While we must extrapolate animal studies to people with caution — man has a spiritual dimension as well — we’re also of the flesh and subject to many of nature’s rules. Thus does the above amount to a cautionary tale.
Then there’s what I call The Phenomenon of the Bathroom. If you live alone, your bathroom is always available; if you have one roommate, it will occasionally be occupied when you want it, but not usually. But what if you live with 10 other people in the same apartment?
The bathroom will rarely be free; what’s more, some people will be inconsiderate (not self-governing) and monopolize it. This will lead to the regulation of the bathroom and perhaps penalties for rule-breakers. This is a metaphor, of course, for how overcrowding begets big government.

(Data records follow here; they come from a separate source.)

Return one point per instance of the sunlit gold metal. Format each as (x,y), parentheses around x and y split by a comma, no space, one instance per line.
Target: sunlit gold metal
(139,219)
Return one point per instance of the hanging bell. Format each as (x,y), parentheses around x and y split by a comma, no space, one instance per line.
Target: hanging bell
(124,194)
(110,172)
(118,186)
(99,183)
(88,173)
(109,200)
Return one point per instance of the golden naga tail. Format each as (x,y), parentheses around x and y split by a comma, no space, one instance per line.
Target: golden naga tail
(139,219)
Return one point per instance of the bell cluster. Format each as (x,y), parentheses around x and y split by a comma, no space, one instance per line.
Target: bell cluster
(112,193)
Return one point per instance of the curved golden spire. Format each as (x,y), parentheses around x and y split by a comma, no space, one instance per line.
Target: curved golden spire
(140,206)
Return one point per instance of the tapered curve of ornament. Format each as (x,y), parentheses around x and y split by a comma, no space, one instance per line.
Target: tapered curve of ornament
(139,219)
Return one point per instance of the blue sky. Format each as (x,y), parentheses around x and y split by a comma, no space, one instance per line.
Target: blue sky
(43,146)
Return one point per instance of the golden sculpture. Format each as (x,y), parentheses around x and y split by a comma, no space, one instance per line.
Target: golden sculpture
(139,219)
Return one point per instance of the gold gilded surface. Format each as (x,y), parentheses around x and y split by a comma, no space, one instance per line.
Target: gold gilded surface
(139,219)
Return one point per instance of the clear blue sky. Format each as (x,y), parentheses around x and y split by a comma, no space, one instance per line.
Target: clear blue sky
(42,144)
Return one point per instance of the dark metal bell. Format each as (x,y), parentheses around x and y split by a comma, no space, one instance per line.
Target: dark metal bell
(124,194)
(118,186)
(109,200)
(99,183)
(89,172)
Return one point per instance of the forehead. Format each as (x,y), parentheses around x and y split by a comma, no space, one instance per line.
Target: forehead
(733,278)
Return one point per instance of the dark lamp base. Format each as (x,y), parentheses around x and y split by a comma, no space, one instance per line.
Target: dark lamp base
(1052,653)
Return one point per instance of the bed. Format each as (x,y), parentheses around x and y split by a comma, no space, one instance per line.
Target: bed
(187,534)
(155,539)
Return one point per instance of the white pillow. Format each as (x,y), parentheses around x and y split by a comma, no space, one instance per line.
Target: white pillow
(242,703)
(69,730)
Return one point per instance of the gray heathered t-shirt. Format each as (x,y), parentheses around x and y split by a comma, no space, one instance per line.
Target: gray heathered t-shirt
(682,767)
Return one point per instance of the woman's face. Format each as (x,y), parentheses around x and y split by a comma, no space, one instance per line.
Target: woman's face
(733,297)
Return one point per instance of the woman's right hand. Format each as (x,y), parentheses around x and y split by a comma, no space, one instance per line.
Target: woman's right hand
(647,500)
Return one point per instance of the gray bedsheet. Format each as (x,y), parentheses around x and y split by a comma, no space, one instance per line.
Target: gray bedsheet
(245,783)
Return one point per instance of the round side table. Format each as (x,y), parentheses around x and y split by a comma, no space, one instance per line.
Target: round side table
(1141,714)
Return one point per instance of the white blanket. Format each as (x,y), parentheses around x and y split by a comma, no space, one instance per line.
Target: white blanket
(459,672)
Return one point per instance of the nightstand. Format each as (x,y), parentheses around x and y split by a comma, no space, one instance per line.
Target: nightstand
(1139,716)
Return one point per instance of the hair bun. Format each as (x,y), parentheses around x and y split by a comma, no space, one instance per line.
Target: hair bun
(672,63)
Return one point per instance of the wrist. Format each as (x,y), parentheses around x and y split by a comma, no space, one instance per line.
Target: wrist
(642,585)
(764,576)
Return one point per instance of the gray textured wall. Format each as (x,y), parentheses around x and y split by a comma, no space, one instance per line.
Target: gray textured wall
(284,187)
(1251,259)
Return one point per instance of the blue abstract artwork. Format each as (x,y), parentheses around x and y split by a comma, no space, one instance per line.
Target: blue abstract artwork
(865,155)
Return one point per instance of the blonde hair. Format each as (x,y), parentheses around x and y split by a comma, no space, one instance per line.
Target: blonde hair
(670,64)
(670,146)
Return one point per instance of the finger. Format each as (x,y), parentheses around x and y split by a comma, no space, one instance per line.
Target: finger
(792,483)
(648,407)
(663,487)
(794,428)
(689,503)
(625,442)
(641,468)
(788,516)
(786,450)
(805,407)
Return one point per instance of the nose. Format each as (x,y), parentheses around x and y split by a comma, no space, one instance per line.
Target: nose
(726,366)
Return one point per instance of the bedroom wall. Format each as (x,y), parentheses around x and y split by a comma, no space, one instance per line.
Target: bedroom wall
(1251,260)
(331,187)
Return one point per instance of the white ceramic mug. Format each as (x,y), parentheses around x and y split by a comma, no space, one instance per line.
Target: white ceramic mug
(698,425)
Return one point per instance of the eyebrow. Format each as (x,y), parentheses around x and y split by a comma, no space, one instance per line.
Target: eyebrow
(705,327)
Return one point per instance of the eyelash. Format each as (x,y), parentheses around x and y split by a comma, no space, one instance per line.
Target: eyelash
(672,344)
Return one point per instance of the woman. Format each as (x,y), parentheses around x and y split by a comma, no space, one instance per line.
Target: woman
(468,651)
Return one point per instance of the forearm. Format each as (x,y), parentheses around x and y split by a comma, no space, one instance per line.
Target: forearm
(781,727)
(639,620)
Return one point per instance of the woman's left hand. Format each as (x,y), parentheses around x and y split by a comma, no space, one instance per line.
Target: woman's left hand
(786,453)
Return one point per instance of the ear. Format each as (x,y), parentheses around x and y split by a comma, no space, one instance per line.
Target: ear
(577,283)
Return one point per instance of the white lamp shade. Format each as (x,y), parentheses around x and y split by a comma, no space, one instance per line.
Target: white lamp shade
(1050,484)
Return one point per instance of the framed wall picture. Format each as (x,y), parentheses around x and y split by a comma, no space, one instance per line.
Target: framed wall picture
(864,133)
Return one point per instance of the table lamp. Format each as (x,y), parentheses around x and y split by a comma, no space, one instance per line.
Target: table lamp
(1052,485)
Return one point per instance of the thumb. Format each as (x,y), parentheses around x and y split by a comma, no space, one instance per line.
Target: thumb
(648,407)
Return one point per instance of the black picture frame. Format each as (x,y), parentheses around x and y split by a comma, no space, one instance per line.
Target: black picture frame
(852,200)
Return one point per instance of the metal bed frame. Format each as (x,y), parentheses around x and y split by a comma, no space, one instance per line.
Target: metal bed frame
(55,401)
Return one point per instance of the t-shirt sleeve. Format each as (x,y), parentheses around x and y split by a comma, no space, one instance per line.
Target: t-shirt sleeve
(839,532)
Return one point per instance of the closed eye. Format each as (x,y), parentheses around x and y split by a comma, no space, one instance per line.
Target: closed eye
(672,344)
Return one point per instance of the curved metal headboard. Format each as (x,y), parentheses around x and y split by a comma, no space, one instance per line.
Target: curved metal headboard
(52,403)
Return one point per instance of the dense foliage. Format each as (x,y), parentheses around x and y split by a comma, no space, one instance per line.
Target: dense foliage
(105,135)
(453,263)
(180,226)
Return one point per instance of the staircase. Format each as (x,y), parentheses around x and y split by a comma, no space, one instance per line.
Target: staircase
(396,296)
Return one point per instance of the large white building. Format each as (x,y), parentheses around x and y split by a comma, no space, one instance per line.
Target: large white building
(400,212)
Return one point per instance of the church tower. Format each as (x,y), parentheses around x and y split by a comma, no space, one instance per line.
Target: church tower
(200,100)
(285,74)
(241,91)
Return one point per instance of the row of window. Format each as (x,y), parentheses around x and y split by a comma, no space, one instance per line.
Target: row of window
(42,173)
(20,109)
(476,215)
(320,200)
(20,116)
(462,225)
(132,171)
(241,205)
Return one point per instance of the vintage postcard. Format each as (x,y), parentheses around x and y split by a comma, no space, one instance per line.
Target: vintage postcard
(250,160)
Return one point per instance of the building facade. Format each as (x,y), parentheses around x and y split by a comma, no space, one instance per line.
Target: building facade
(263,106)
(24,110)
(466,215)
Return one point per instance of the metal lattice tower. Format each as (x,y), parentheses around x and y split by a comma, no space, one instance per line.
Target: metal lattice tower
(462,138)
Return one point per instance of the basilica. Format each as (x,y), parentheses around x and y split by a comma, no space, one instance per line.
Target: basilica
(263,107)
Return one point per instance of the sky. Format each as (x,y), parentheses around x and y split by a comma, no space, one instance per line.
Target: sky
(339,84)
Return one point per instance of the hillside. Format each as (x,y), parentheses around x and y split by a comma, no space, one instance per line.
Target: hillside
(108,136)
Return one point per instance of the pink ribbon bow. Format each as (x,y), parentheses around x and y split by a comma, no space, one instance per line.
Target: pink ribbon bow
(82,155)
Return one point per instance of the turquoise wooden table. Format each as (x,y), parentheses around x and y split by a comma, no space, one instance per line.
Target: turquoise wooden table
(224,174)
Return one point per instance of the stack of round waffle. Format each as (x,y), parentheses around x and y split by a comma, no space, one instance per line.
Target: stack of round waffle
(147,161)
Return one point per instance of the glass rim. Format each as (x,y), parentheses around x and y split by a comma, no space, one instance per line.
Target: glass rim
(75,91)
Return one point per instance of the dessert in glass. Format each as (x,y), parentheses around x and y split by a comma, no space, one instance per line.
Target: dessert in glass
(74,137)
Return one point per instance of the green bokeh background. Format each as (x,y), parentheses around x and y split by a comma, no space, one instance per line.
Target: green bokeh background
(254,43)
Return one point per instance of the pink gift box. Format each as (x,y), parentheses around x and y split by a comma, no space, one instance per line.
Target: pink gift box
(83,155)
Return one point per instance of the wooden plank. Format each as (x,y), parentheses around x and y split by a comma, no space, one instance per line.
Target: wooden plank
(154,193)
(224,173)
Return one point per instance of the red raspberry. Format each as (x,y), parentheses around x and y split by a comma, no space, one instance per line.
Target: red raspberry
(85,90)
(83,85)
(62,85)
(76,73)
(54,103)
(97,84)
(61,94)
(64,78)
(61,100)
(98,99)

As for Carlson (his video segment is below), he also made a point summed up well by a Herb Stein paraphrase: “If something can’t go on, it won’t.” Our immigrationist-born system, along with our moral decay, are, to use a fashionable term, unsustainable. Either we collapse them — or they’ll collapse us.
Montana has far less government and more freedom than Germany. Could this partially be because, while the two are roughly the same size, Montana has one million people and Germany 83 million?
Of course, though, statist politicians who know that densely populated big cities will empower them will want America to be Gotham coast to coast.